Tune anti-phishing protection

Although Microsoft 365 comes with a variety of anti-phishing features that are enabled by default, it's possible that some phishing messages could still get through to mailboxes in your organization. This article describes what you can do to discover why a phishing message got through, and what you can do to adjust the anti-phishing settings in your Microsoft 365 organization without accidentally making things worse.

First things first: deal with any compromised accounts and make sure you block any more phishing messages from getting through

If a recipient's account was compromised as a result of the phishing message, follow the steps in Responding to a compromised email account in Microsoft 365.

If your subscription includes Microsoft Defender for Office 365, you can use Office 365 Threat Intelligence to identify other users who also received the phishing message. You have additional options to block phishing messages:

Verify these policies are working. Safe Links and Safe Attachments protection is turned on by default, thanks to Built-in protection in preset security policies. Anti-phishing has a default policy that applies to all recipients where anti-spoofing protection is turned on by default. Impersonation protection isn't turned on in the policy, and therefore needs to be configured. For instructions, see Configure anti-phishing policies in Microsoft Defender for Office 365.

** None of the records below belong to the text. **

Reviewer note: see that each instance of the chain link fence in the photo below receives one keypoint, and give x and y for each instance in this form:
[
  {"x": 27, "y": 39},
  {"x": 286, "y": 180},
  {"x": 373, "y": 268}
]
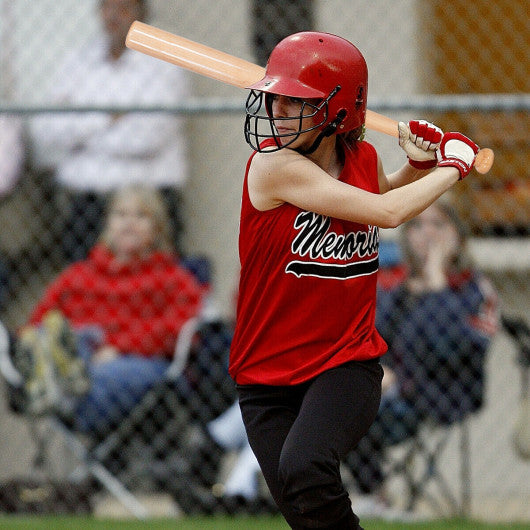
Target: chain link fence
[{"x": 463, "y": 65}]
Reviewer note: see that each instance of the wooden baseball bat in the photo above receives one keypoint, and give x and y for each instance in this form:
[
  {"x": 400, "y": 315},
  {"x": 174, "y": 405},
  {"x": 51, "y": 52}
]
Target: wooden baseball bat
[{"x": 234, "y": 71}]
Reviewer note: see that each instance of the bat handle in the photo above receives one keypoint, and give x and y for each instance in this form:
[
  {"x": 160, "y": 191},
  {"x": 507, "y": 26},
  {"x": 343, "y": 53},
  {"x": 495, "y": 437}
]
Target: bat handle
[
  {"x": 484, "y": 160},
  {"x": 386, "y": 125}
]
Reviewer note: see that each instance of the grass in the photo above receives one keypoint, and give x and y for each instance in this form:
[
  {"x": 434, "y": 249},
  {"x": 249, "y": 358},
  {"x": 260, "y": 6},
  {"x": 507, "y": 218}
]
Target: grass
[{"x": 225, "y": 523}]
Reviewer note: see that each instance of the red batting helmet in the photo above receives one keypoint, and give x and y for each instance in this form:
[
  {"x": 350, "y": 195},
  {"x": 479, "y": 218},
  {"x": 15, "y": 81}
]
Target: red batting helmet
[{"x": 311, "y": 65}]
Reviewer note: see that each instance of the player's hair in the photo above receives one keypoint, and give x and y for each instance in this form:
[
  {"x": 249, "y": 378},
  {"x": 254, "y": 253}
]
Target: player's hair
[
  {"x": 153, "y": 204},
  {"x": 461, "y": 260}
]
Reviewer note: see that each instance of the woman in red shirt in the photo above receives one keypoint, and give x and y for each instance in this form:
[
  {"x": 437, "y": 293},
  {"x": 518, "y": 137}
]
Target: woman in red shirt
[
  {"x": 305, "y": 350},
  {"x": 125, "y": 303}
]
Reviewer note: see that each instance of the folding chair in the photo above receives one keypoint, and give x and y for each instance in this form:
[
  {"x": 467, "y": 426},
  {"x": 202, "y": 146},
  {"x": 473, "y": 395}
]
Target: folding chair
[
  {"x": 417, "y": 463},
  {"x": 158, "y": 421},
  {"x": 91, "y": 458}
]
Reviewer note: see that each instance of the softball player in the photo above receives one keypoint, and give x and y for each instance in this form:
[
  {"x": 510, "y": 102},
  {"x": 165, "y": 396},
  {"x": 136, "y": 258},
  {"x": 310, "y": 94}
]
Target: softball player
[{"x": 305, "y": 355}]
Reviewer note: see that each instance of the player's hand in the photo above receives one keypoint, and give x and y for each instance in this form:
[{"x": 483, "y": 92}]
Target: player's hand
[
  {"x": 420, "y": 139},
  {"x": 458, "y": 151}
]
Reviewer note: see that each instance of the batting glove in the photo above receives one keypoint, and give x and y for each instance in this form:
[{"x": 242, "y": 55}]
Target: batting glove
[
  {"x": 420, "y": 139},
  {"x": 458, "y": 151}
]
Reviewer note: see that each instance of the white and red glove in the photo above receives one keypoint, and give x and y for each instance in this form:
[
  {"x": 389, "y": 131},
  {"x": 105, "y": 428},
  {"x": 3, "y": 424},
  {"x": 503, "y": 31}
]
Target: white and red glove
[
  {"x": 458, "y": 151},
  {"x": 420, "y": 139}
]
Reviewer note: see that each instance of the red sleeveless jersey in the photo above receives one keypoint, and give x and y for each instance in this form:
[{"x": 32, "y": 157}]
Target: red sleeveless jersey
[{"x": 307, "y": 290}]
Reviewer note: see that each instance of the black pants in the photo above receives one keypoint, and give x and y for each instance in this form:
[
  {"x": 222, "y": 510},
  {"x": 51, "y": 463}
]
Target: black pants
[{"x": 301, "y": 433}]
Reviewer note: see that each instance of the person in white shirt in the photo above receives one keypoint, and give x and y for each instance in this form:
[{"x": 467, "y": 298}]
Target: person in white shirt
[
  {"x": 12, "y": 158},
  {"x": 93, "y": 153}
]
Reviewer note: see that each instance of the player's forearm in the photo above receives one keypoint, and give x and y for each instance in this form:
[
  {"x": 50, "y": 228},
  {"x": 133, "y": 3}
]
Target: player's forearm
[
  {"x": 405, "y": 175},
  {"x": 407, "y": 201}
]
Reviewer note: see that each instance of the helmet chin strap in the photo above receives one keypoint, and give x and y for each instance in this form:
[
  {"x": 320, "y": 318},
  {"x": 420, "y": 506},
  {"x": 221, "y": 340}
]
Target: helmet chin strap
[{"x": 327, "y": 131}]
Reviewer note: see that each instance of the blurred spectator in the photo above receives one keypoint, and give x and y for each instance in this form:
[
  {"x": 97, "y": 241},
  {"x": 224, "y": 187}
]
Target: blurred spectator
[
  {"x": 438, "y": 315},
  {"x": 120, "y": 311},
  {"x": 90, "y": 154},
  {"x": 12, "y": 153},
  {"x": 12, "y": 158}
]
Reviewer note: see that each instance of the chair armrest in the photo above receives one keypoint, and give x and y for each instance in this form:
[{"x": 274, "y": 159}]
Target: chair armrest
[{"x": 7, "y": 368}]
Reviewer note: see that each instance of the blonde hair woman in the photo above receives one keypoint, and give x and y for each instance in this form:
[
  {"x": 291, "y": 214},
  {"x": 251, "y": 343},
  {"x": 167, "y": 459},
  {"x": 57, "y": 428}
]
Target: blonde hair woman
[{"x": 120, "y": 310}]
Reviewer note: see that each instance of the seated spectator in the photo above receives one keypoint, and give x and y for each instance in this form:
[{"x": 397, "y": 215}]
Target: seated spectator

Report the phishing message to Microsoft

Reporting phishing messages is helpful in tuning the filters that are used to protect all customers in Microsoft 365. For instructions, see Use the Submissions page to submit suspected spam, phish, URLs, legitimate email getting blocked, and email attachments to Microsoft.

Inspect the message headers

You can examine the headers of the phishing message to see if there's anything that you can do yourself to prevent more phishing messages from coming through. In other words, examining the messages headers can help you identify any settings in your organization that were responsible for allowing the phishing messages in.

Specifically, you should check the X-Forefront-Antispam-Report header field in the message headers for indications of skipped filtering for spam or phishing in the Spam Filtering Verdict (SFV) value. Messages that skip filtering have an entry of SCL:-1, which means one of your settings allowed this message through by overriding the spam or phishing verdicts that were determined by the service. For more information on how to get message headers and the complete list of all available anti-spam and anti-phishing message headers, see Anti-spam message headers in Microsoft 365.

Tip

You can copy and paste the contents of a message header into the Message Header Analyzer tool. This tool helps parse headers and put them into a more readable format.

You can also use the configuration analyzer to compare your EOP and Defender for Office 365 security policies to the Standard and Strict recommendations.